PROTECTION OF WOMEN AGAINST SEXUAL HARASSMENT AT WORKPLACE
Ramya Chellapa
(Based on a report in the Hindu, March 31, 2007)
In a landmark judgment in the case of Visakha vs. State of Rajasthan in 1997, the Supreme Court defined a set of guidelines for institutions to follow on sexual harassment at the workplace. Later, a survey conducted by the National Commission for Women (NCW) revealed that 60% of women employees and many employers didn’t know about the guidelines. This led to the creation of the draft bill: ‘Protection of Women against Sexual Harassment at Workplace Bill 2007’. On March 31, the Hindu published comments from women from all walks of life on the effect of this bill on women in the unorganized sector. Here are some excerpts:
Advocate Sudha Ramalingam says that the draft bill does not embolden aggrieved women to file a complaint and points out the major flaws in the draft bill.
Under Section 8, the option of reconciliation before the enquiry begins, provides an opportunity to the offending employer to put pressure on a woman to withdraw her case.
Under Section 12, it states that if the allegation is not proven, the woman can be taken to task. This would deter many women from filing charges as sexual harassment is difficult to prove.
Under Section 11(4), the employer is given the option of changing the final report in consultation with the committee. This is not right when the sole reason for setting up the committee is because the employer is not competent to come to a conclusion.
Finally, the maximum fine that can be imposed on the employer is Rs. 10,000. As everyone knows, this is a pittance for most companies these days.
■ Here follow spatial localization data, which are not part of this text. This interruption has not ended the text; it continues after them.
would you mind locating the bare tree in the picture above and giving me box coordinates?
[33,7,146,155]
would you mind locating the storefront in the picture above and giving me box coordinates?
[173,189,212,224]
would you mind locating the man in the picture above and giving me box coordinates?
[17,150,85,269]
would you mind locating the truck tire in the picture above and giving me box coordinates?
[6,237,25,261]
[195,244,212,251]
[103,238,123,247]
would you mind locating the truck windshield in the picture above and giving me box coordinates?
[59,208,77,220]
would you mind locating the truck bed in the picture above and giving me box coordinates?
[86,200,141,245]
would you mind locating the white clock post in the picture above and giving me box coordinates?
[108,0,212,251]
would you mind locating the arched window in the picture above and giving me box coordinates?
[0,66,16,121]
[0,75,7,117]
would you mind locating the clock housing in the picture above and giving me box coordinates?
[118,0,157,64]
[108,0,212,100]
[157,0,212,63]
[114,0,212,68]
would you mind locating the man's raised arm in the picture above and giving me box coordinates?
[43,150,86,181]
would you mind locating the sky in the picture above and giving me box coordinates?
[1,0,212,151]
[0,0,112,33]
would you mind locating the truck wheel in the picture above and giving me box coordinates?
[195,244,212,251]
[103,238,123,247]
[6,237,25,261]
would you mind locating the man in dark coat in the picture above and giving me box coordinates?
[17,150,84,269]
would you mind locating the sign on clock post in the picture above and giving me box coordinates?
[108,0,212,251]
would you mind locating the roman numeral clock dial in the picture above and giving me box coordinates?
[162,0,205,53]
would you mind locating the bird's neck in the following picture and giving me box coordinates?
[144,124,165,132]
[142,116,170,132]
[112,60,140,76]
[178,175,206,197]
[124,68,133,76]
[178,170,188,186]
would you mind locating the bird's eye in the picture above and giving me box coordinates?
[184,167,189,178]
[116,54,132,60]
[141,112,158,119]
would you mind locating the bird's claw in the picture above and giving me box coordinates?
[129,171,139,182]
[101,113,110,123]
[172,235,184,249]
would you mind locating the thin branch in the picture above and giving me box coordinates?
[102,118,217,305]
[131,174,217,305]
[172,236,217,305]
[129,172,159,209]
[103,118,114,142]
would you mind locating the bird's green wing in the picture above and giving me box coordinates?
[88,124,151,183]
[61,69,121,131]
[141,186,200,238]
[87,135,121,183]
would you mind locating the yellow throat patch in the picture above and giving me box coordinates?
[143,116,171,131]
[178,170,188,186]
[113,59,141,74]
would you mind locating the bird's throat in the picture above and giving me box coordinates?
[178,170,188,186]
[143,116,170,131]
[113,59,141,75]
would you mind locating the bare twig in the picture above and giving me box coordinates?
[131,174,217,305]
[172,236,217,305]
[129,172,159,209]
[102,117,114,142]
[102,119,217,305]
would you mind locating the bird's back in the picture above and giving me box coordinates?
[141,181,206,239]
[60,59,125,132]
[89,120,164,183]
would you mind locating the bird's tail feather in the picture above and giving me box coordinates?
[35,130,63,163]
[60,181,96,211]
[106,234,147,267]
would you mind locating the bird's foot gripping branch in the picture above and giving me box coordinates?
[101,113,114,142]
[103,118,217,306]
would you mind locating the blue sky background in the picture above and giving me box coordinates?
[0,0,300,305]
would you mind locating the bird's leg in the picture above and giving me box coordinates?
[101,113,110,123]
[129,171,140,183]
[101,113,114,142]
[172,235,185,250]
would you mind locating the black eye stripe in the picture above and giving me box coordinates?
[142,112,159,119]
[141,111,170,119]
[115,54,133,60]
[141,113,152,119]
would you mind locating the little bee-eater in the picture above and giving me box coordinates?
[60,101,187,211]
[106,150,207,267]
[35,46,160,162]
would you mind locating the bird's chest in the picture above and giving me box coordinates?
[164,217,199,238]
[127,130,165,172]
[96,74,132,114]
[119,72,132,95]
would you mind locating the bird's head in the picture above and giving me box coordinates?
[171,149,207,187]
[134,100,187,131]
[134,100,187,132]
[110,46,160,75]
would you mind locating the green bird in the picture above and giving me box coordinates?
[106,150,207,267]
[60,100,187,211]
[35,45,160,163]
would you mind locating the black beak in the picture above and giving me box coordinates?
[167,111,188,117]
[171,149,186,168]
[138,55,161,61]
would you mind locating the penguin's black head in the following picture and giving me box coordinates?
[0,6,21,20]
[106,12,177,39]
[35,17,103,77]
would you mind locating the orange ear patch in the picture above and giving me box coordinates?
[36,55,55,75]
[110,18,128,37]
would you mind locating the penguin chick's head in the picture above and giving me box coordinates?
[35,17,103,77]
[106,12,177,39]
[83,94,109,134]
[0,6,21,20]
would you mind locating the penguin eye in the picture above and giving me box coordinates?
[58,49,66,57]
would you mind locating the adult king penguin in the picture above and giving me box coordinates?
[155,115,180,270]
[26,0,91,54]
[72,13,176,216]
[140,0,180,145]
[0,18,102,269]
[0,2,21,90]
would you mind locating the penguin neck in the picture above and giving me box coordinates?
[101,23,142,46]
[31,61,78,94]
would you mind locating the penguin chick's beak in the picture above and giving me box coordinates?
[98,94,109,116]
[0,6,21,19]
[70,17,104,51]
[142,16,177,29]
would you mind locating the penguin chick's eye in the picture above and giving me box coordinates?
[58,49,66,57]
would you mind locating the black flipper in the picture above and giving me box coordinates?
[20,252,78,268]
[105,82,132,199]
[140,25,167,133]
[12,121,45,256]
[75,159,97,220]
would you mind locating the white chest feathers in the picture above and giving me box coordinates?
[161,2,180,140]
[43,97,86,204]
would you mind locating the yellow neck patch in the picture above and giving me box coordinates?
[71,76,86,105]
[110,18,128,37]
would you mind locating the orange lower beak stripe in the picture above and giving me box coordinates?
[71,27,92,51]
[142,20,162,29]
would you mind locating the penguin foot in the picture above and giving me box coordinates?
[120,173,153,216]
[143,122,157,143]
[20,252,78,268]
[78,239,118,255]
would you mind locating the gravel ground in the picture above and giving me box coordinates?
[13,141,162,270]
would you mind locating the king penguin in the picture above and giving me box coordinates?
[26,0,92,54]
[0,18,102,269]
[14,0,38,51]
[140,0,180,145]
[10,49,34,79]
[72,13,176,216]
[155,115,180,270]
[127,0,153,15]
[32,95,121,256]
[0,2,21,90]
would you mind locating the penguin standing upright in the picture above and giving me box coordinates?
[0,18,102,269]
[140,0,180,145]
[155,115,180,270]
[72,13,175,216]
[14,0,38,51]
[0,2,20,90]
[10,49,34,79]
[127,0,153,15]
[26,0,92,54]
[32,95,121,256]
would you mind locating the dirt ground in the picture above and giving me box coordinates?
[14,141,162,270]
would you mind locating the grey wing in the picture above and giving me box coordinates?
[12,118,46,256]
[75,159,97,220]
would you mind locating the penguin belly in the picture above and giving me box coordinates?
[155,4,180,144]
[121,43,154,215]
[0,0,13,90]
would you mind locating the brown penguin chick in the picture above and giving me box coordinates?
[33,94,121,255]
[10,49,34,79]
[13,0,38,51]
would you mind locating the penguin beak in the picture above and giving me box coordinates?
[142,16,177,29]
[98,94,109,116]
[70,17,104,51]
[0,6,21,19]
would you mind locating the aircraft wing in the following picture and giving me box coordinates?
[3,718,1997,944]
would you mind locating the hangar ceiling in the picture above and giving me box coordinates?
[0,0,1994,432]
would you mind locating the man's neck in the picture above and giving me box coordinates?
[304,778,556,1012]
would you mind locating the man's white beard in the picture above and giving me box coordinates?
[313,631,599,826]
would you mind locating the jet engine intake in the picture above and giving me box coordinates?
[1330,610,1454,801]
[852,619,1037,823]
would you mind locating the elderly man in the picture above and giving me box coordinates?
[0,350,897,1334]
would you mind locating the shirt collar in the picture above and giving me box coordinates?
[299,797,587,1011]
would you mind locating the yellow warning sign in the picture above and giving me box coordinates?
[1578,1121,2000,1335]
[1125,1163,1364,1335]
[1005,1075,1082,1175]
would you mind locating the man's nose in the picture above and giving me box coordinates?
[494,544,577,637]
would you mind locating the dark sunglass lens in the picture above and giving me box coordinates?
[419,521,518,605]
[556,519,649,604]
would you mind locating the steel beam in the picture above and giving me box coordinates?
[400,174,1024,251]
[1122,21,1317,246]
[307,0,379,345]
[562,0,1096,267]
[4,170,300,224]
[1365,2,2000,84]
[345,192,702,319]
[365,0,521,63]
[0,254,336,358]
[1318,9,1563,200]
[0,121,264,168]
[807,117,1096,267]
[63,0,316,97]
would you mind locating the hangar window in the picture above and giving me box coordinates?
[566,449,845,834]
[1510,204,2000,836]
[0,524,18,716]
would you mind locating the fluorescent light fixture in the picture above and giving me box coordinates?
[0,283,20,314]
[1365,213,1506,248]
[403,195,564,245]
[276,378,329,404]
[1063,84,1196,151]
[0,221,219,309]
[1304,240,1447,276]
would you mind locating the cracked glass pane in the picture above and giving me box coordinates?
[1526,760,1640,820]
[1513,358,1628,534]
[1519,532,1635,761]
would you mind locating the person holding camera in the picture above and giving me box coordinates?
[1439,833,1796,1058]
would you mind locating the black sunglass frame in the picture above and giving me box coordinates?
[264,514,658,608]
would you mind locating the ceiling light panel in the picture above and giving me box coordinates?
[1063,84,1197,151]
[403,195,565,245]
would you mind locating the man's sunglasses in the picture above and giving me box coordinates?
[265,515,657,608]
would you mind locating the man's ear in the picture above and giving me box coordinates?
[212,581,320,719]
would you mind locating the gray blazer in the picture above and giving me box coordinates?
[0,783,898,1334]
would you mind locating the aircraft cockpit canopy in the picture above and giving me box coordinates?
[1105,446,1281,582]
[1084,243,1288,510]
R.Geetha, Advisor to the Women’s Struggle Committee suggests a national level legislation to form a “Sectoral Tripartite Board”, where every employee and employer of the unorganized sector should register. This would make sure that necessary action is taken against the employers when the employees are treated unjustly. She says that even though several Sectoral Tripartite Boards exist in Tamil Nadu, they cover only some sections of unorganized labor.
Geetha goes on to suggest that each board must have a separate “Complaints Committee” to receive the complaints. As per the draft bill, the women are advised on what to do, but the committee should take the case forward and register the case. She also states that the committee’s report should be binding on the employer and the provision in the draft bill that allows the employer to change the conclusion (in consultation with the committee – Section 11(4)) should be removed. Immediate action should be taken and the victim should not be further victimized with a transfer. She also insists that shelter and economic assistance should be provided to the woman during enquiry.
B. Palayam of the Women’s Struggle Committee – Unorganised Workers Federation suggests that representatives from NGOs committed to women’s rights should be part of the committee and that such NGOs should be allowed to oversee the workings of the committees. Gomathy of the Village Health Nurses Association says that the relief to be given to the woman during the period of enquiry should be specified clearly and questions the justice in letting the employer change the conclusion after the enquiry in Section 11(4) of the draft bill. M.S. Jayalakshmi of Annai Illam, says that the bill should be widely publicized and should be worded in such a way that even lay people can understand it. R. Uma Maheswari, an Officer of the Central Government also supports the bill and says that the committees that exist in most companies are a charade. She agrees that the law may be misused but insists that it should not be a reason to kill the bill.